New York City Is so Popular No One Goes There Anymore

New York City has been a housing market paradox over the last two years: with declining population and falling rent, the city is clearly facing a decline in demand. But with rent levels still extremely high and construction in the city and suburbs throttled by regulation, the city seems poised to grow if ever those regulations were lifted.

The decline in demand for New York living seems to be real. The Census Bureau’s annual county population estimates released last week showed a second consecutive year of population decline. Rent also fell from July 2017 to July 2018, according to Zillow, dropping 3.3 percent in Brooklyn, 2.5 percent in Manhattan, and one percent in Queens. Several of the suburban counties around New York also lost population and had falling or stagnant rent and home prices.

The population decline, which has reduced New York City’s population by 77,000 since July 2016, is a sharp reversal from the boom the city experienced between 2010 and 2015. Population and prices surged in all five boroughs. Even with the recent decline, New York’s population remains 2.7 percent above its 2010 level.

New York’s experience was unique: the other large East Coast metros all grew in 2018. Of the 48 counties in the Boston, Philadelphia, Baltimore, and Washington, DC metros, only four registered population drops, compared to nine of the 24 New York area counties.

Despite the demand decline, the high cost of New York living is also real. Rent is higher in the New York metro area than in any other East Coast metro. Vacancy rates in New York are far below the national average, so the drop in demand has not been enough to overcome the decades-long supply shortage.

The paradox can be reconciled by recalling from Econ 101 the real-world interpretation of a demand curve. A demand curve gives a relationship between quantity and price: how many people would choose to live in New York if average rent were $3,000 a month for a typical apartment? How many at $2,000? How many at $1,500?

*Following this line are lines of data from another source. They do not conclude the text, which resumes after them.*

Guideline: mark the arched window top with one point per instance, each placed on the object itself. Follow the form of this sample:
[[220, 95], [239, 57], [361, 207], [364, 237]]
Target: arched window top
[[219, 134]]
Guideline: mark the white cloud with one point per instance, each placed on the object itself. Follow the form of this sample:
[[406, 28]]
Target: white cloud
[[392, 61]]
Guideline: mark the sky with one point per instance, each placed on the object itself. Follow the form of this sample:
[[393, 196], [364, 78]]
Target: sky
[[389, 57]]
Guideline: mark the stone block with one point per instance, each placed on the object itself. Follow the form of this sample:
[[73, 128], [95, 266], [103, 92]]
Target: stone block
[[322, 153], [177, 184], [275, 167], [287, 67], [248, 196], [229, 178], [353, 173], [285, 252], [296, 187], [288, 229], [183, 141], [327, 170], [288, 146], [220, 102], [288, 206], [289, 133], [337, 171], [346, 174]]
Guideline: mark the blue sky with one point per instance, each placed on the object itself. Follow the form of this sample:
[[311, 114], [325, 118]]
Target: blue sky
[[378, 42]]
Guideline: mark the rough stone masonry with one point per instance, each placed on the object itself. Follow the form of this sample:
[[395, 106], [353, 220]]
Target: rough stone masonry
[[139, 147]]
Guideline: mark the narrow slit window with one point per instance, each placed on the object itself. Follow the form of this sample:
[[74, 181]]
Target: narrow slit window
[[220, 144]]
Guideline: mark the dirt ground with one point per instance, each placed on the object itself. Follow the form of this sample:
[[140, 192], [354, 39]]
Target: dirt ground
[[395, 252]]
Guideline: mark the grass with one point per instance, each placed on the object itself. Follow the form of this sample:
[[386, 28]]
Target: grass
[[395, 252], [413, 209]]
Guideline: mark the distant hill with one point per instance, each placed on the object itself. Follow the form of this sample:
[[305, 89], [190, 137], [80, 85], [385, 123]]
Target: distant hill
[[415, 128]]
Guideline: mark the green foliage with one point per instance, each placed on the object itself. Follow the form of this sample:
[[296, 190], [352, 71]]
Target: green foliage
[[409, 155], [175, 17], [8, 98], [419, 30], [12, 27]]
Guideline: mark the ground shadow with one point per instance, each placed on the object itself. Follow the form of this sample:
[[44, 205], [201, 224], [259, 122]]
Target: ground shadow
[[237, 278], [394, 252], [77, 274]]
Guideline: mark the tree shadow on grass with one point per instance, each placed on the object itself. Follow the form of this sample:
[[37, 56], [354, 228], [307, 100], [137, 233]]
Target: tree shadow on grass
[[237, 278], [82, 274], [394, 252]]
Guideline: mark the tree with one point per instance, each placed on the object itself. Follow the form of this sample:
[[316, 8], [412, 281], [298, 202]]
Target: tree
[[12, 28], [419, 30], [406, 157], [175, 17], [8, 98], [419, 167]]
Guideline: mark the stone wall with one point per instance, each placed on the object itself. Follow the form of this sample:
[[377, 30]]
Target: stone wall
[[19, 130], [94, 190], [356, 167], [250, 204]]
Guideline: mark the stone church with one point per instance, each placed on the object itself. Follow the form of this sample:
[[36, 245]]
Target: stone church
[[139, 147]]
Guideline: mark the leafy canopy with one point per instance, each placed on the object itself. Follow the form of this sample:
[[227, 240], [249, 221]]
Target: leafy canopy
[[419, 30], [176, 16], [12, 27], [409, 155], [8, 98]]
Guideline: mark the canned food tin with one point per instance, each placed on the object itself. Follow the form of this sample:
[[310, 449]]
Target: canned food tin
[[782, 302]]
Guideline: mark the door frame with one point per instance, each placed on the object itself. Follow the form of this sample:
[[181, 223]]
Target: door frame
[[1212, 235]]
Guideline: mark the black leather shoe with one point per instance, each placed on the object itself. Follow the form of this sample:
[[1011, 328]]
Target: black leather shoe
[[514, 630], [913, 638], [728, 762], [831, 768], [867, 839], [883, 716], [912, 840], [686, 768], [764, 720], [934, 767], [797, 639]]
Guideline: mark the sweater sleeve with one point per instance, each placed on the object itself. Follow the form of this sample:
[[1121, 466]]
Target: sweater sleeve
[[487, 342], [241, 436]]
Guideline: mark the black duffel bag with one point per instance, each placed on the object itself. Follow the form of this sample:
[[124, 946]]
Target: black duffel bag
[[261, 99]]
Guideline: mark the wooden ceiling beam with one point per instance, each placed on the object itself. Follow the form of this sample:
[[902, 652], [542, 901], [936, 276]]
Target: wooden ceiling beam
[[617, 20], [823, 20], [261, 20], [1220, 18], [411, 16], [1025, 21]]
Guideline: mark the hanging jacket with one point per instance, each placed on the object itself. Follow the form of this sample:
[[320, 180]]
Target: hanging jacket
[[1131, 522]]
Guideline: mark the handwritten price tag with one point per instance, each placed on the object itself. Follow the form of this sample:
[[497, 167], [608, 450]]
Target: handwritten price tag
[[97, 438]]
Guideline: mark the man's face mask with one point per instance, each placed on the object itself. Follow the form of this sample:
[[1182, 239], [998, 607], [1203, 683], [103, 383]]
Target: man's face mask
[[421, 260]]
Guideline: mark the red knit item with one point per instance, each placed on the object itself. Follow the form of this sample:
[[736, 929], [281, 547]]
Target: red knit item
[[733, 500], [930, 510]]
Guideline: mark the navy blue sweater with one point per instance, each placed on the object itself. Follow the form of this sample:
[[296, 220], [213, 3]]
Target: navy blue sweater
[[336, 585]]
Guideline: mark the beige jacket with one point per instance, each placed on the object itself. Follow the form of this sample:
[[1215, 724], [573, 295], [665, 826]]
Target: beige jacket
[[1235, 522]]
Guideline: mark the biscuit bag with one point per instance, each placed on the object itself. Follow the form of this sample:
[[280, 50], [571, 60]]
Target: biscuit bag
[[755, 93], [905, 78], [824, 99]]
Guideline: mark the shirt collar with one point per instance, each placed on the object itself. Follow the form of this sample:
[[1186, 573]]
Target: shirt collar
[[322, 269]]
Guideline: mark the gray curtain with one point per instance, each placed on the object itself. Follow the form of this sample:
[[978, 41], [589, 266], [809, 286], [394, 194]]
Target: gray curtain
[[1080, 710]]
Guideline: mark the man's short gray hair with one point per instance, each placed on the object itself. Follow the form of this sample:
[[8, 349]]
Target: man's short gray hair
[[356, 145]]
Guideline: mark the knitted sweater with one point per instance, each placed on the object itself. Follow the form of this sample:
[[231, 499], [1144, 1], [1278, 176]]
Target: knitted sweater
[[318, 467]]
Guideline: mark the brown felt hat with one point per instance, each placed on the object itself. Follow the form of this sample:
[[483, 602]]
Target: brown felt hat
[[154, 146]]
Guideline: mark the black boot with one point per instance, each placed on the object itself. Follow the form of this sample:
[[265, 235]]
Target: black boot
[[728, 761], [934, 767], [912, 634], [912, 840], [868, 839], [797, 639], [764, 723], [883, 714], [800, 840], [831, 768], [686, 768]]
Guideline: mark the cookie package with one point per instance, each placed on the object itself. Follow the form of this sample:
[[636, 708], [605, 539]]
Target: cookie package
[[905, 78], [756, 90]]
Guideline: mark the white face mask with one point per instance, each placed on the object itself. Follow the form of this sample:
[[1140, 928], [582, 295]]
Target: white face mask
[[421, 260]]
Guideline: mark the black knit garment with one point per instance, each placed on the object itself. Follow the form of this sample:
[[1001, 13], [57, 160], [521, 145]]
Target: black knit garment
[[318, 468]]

The recent drop in demand suggests that at current prices, the number of people willing to live in New York dropped. But the same demand curve implies that at lower prices, the population would be far greater. Academic estimates suggest that housing demand rises three percent for every two percent drop in rent. That does not mean that a drop in demand will reverse itself, but it does mean that if New York and its suburbs allowed housing supply to increase substantially, the population gains would dwarf the recent losses.

New York should not prepare for a long-term decline: the early indications are that the housing market is already on the comeback trail. The Zillow Rental Index shows a sharp rebound in New York City rents beginning in late 2018 and continuing through February 2019, the most current data available. If demand has indeed bounced back, next year’s population figures for the Big Apple will return to positive territory.